The show hasn’t shied any from how the fact of how Sam’s race informs a radically different lived experience and relationship to power compared to that of his other non-Black colleagues throughout the series’ first episodes; whether it be seen through Sam’s thwarted attempts to secure a loan to save his family’s business of being almost instantly accosted by police officers while walking down a neighborhood street with Bucky, with his status as an Avenger consistently being brought up after the fact as an inadvertent marker of privilege, exonerating him of the default suspicion and antagonism otherwise afforded to other Black men of his ilk.
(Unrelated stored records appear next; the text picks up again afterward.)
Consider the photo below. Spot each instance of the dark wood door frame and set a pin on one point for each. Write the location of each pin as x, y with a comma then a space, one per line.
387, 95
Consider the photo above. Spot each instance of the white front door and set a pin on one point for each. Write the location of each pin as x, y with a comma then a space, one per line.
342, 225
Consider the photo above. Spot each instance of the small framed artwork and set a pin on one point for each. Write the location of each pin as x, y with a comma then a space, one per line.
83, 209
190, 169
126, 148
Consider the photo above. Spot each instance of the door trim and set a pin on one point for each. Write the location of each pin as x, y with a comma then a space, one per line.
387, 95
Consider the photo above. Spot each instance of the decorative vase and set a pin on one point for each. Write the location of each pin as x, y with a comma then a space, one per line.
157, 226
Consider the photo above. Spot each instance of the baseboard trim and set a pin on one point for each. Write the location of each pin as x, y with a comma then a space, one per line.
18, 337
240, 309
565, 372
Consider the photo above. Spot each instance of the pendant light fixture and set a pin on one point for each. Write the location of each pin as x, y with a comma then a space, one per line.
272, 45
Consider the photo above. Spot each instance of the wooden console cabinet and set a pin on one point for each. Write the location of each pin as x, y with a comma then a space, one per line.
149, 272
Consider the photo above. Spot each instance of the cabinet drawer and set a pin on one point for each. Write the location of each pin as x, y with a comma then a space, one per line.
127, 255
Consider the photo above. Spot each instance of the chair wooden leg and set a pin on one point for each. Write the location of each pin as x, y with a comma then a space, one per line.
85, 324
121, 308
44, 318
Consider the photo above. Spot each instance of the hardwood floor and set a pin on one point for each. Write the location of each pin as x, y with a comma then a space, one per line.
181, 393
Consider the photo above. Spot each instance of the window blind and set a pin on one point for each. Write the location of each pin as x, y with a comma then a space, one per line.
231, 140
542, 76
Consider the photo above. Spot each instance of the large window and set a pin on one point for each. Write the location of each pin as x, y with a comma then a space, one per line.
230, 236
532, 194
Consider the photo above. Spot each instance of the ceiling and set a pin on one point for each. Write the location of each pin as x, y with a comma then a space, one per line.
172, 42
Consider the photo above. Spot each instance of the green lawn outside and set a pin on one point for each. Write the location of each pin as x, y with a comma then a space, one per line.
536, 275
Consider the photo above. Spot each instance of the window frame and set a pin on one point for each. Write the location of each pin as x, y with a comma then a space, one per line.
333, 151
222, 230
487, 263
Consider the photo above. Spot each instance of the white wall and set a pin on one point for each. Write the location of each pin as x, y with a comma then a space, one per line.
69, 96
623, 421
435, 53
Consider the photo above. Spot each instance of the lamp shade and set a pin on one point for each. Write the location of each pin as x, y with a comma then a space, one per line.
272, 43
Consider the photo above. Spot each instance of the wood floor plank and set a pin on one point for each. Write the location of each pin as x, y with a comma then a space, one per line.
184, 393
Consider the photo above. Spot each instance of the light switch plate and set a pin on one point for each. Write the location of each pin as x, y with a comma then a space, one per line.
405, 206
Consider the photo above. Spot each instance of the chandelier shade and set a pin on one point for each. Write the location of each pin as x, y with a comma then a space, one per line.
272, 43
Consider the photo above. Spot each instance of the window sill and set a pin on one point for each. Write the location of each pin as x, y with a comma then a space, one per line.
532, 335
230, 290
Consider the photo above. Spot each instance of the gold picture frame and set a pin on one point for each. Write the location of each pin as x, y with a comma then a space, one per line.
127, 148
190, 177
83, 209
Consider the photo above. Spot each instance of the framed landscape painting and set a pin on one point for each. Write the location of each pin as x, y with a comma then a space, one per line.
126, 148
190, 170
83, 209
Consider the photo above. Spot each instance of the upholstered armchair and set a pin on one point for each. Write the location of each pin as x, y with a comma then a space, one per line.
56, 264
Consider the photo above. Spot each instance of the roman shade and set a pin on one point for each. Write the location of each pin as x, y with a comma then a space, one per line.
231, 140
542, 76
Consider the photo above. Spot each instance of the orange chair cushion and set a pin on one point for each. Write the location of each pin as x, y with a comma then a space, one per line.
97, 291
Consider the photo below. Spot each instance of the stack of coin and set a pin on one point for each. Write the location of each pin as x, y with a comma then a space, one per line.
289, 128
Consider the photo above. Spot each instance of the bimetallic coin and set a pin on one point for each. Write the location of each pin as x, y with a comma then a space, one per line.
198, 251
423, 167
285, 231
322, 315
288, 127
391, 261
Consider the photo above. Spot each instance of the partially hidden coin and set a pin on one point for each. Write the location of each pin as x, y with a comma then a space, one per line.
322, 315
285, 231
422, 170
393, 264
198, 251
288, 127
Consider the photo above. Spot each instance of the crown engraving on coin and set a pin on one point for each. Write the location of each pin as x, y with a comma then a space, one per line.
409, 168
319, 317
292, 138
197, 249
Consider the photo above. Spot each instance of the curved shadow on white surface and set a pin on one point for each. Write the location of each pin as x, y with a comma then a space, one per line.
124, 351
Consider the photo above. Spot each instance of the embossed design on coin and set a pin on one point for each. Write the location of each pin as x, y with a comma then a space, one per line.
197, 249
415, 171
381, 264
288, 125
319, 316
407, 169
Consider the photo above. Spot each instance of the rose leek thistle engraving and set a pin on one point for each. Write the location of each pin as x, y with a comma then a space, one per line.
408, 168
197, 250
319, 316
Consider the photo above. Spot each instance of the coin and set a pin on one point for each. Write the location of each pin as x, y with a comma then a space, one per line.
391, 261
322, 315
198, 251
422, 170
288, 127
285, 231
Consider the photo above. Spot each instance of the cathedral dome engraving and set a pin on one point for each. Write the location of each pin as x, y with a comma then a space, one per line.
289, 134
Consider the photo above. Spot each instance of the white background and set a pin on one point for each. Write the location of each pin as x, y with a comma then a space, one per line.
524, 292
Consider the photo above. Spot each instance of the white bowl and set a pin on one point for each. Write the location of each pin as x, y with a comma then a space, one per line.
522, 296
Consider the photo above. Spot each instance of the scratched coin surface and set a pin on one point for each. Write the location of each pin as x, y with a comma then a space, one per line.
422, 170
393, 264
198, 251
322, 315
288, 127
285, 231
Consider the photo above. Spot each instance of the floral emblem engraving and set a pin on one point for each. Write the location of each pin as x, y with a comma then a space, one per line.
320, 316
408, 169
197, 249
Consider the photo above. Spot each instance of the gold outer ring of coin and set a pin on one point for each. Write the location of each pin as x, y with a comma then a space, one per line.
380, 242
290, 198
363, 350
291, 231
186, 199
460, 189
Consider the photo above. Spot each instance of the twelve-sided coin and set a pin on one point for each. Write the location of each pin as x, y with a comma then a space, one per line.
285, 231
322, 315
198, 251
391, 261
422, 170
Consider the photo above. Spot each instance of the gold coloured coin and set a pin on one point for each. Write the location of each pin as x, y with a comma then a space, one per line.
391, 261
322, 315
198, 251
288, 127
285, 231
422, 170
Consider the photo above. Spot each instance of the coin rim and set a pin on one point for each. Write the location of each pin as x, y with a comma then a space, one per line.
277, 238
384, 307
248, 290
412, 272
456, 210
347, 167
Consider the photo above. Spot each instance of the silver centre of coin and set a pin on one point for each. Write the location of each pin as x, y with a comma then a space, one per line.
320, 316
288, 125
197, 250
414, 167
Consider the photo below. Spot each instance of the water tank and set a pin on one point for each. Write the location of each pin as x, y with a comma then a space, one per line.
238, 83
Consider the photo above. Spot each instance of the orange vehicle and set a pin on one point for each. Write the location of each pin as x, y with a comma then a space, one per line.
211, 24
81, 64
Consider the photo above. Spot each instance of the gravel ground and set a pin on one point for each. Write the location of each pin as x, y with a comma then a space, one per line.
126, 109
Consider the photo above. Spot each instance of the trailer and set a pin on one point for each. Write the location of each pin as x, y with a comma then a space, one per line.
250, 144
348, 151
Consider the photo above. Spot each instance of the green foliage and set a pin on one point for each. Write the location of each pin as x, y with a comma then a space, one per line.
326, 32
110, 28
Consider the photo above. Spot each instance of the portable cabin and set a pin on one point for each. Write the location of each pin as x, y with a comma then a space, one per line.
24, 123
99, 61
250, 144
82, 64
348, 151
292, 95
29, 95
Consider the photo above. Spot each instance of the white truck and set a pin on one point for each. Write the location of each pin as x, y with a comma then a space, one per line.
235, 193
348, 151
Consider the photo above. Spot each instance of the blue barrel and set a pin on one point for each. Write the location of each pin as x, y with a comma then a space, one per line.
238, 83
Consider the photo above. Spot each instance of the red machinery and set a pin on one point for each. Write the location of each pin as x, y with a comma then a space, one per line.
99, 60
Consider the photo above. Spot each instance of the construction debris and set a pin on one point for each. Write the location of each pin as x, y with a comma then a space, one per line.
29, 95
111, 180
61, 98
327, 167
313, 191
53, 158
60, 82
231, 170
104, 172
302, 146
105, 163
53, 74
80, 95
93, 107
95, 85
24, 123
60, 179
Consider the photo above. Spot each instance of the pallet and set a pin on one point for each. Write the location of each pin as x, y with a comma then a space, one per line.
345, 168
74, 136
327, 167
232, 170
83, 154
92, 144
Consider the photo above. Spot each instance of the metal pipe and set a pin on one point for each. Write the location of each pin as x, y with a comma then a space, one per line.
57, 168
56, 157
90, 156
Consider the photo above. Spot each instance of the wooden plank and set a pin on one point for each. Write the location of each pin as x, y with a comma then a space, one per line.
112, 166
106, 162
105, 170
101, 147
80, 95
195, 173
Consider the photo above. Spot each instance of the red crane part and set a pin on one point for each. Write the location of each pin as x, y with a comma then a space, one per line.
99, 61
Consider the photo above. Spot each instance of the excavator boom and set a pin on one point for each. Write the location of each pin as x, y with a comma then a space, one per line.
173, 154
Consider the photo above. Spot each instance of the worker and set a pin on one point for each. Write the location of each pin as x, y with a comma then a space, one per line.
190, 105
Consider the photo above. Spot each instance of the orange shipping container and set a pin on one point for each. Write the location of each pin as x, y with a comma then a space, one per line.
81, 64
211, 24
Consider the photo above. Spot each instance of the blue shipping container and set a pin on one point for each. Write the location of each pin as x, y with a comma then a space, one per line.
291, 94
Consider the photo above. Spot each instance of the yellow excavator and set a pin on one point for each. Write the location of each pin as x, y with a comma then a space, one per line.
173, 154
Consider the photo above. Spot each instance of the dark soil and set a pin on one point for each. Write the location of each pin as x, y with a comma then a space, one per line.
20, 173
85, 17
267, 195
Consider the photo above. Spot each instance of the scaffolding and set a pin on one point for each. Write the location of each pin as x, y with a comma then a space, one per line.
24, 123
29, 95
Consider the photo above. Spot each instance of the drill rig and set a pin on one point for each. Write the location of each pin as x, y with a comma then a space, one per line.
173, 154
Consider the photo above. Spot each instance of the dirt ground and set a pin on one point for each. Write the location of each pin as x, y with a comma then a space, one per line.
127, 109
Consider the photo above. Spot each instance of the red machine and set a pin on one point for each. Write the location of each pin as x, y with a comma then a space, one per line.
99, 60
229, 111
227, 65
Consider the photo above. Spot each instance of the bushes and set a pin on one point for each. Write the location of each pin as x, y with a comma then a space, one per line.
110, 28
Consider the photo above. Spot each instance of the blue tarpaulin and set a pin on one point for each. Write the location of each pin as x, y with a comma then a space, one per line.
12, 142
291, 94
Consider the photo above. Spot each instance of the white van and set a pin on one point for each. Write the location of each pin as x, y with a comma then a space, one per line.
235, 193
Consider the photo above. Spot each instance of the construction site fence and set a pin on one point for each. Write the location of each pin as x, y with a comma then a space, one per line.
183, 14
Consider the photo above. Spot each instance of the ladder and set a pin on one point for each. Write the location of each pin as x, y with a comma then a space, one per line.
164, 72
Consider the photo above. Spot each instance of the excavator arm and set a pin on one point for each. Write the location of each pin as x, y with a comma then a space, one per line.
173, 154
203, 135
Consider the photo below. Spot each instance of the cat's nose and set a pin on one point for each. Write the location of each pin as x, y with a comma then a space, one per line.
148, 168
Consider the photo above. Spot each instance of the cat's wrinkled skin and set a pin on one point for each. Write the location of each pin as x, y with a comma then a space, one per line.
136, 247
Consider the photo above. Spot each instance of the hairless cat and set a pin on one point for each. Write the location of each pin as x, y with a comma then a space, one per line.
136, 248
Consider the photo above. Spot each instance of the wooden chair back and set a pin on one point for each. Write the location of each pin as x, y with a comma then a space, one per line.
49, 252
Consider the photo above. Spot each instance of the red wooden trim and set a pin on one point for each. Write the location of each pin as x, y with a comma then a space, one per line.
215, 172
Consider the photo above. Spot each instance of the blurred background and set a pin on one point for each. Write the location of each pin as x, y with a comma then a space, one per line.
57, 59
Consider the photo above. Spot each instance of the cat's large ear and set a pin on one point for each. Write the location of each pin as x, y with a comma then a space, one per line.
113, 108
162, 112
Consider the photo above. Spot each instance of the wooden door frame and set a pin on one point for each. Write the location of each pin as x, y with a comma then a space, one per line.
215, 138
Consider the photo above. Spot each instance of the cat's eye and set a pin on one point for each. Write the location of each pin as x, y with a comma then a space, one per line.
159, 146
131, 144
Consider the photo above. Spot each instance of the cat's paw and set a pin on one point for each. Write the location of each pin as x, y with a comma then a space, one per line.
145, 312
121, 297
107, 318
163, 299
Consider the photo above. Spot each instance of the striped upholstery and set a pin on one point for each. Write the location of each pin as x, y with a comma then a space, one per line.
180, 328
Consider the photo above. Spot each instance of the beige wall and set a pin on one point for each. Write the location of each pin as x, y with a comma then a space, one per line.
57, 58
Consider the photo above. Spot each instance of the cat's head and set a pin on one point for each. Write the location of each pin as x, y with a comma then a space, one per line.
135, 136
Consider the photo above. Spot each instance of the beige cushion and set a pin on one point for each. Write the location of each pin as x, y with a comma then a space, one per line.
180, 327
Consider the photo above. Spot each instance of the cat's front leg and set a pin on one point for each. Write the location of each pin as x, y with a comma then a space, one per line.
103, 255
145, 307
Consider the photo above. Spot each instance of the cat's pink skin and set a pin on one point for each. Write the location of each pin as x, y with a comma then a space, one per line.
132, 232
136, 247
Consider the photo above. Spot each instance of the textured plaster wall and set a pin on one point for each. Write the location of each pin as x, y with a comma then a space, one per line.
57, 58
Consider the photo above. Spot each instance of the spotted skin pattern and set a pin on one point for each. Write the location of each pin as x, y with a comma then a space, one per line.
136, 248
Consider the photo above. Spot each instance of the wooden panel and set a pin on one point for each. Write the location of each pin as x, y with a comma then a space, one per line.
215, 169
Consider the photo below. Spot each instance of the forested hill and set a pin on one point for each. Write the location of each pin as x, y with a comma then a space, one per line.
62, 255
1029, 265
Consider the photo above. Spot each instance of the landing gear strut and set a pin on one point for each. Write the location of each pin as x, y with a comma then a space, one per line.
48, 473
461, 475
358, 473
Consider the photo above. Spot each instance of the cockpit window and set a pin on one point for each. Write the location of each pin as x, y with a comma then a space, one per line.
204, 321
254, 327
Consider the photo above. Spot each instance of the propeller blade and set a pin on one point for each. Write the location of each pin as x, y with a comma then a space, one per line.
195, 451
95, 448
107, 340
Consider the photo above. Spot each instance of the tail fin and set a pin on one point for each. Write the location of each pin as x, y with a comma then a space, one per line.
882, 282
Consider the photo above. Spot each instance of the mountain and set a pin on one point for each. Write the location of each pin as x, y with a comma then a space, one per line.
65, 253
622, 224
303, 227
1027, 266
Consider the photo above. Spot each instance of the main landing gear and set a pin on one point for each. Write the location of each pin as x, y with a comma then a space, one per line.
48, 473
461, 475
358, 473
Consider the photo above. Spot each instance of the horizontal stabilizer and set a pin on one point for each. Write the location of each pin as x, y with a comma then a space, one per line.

With that in mind, the question of whether Sam is ready to become Captain America inevitably becomes a question of whether America is ready for a Black Captain America and to expand the idea of what, or whom, one considers to represent America.
When the time comes for Sam to assume the mantle of Captain America, one thing is certain: he won’t be Steve Rogers. He couldn’t possibly be, nor should he be. He will be a Captain America that represents the hidden resolve of strength found among the least of us, and in that sense, he will embody the very highest ideal of what one could attempt to aspire in his moment. Whether he knows it now or not, Sam will be, in his own words, a new hero. The kind of hero we need, one suited for the times we’re living in.